Fig. 2B shows the depositor 200 with the intermediate plate 220 in a second position. In this position, apertures 221 of intermediate plate 220 are aligned with apertures 231 of lower plate 230 to allow the contents to pass from apertures 221 of intermediate plate 220, through apertures 231 of lower plate 230, and into the mold cavity.

During deposition of the inclusions 201, the intermediate plate 220 is initially in the first position. The inclusions 201 are placed on the top surface of the upper plate 210 and are received by the edge 240 of the upper plate 210. With the apertures of the upper plate 210 and the middle plate 220 aligned, some or all of the contents 201 fall into the apertures 221 of the middle plate 220.

Actuator 250 then slides intermediate plate 220 to the second position. The contents 201 previously positioned in the apertures 221 of the middle plate 220 can pass through the apertures 231 of the lower plate 230 and fall into the mold cavity.

The actuator 250 may move the intermediate plate 220 between the first and second positions multiple times during deposition, possibly multiple times per second.

After the contents 201 are deposited into the mold cavity, chocolate is deposited in the mold cavity to produce a shell of the confectionery product. Chocolate may be deposited by a deposition plate such as shown in figures 3A and 3B.

Fig. 3A shows a deposition plate 300 for depositing chocolate (or any suitable food product) into a plurality of mold cavities. The deposition plate 300 may include a plurality of deposition portions 301, each including a plurality of nozzles 310. The deposition plate shown comprises 96 deposition portions 301, thus enabling chocolate to be deposited into up to 96 individual mould cavities. However, multiple depositing portions 301 may be used to deposit chocolate into a single mold cavity. Further, a different number of deposition portions 301 is also possible.

As shown in fig. 3B, the deposition plate 300 includes a top surface 302 and a bottom surface 303 (not shown). The bottom surface is the surface that is positioned closest to the mold cavity during deposition. Further, as shown, the deposition portion 301 may be recessed into the top surface 302 of the deposition plate 300.

Fig. 4A provides a close-up view of the deposition portion 301. The deposition portion 310 is shown as circular, however, the shape of the deposition portion 310 depends on the shape of the mould cavity into which the chocolate is deposited and may therefore be different.
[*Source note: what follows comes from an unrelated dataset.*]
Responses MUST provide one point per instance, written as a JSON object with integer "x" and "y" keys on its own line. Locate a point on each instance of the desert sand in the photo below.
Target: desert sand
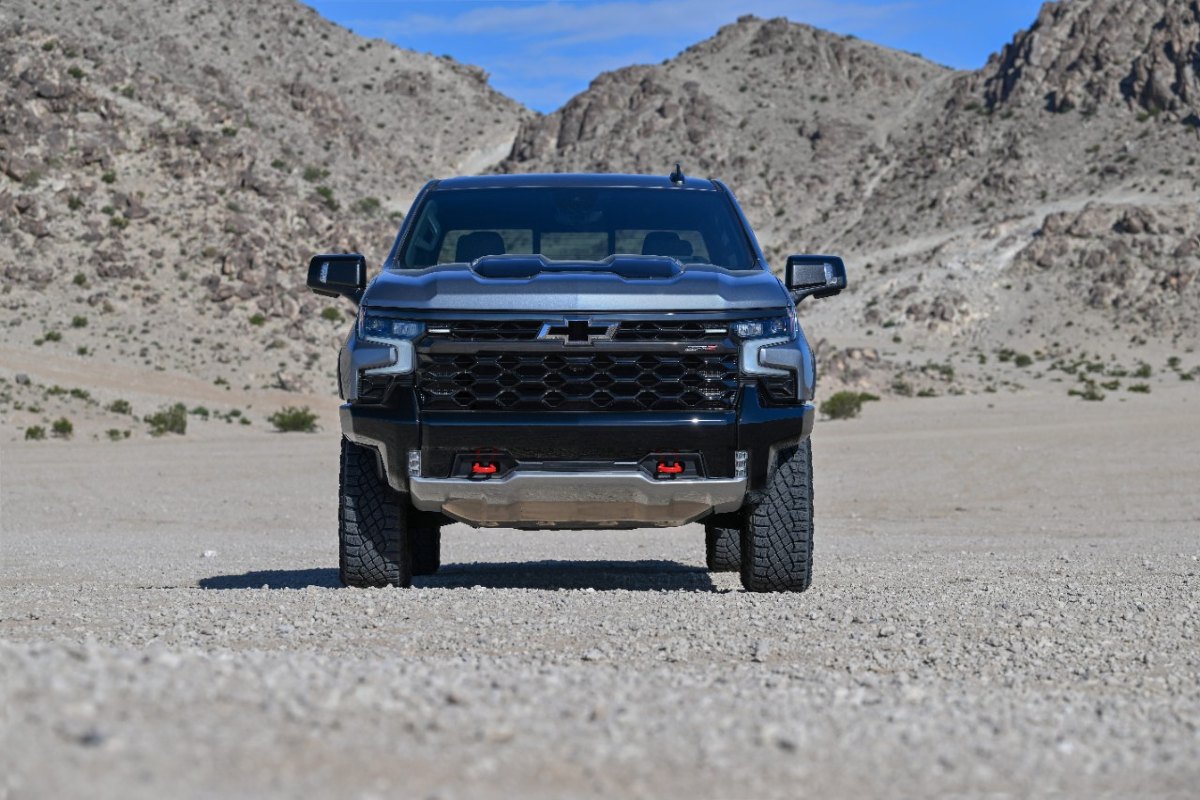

The deposition part 301 includes a plurality of nozzles, and particularly, the deposition part may include a first nozzle group 311 and a second nozzle group 312. The nozzles in the first nozzle group 311 are positioned at the central region of the deposition portion 301. During the deposition process, the nozzles in the first nozzle group 311 are positioned directly above the central region of the mold cavity to deposit chocolate towards the central region of the mold cavity.

In the example of fig. 3A, the first nozzle group 311 includes 4 nozzles and the first nozzle group 312 includes 8 nozzles, although different numbers and arrangements of nozzles are possible.

The nozzles in the second nozzle group 312 are located at the periphery of the deposition portion 301. As shown in fig. 4A, the nozzles in the second nozzle group 312 may be positioned in a circumferential arrangement relative to the nozzles in the first nozzle group 311.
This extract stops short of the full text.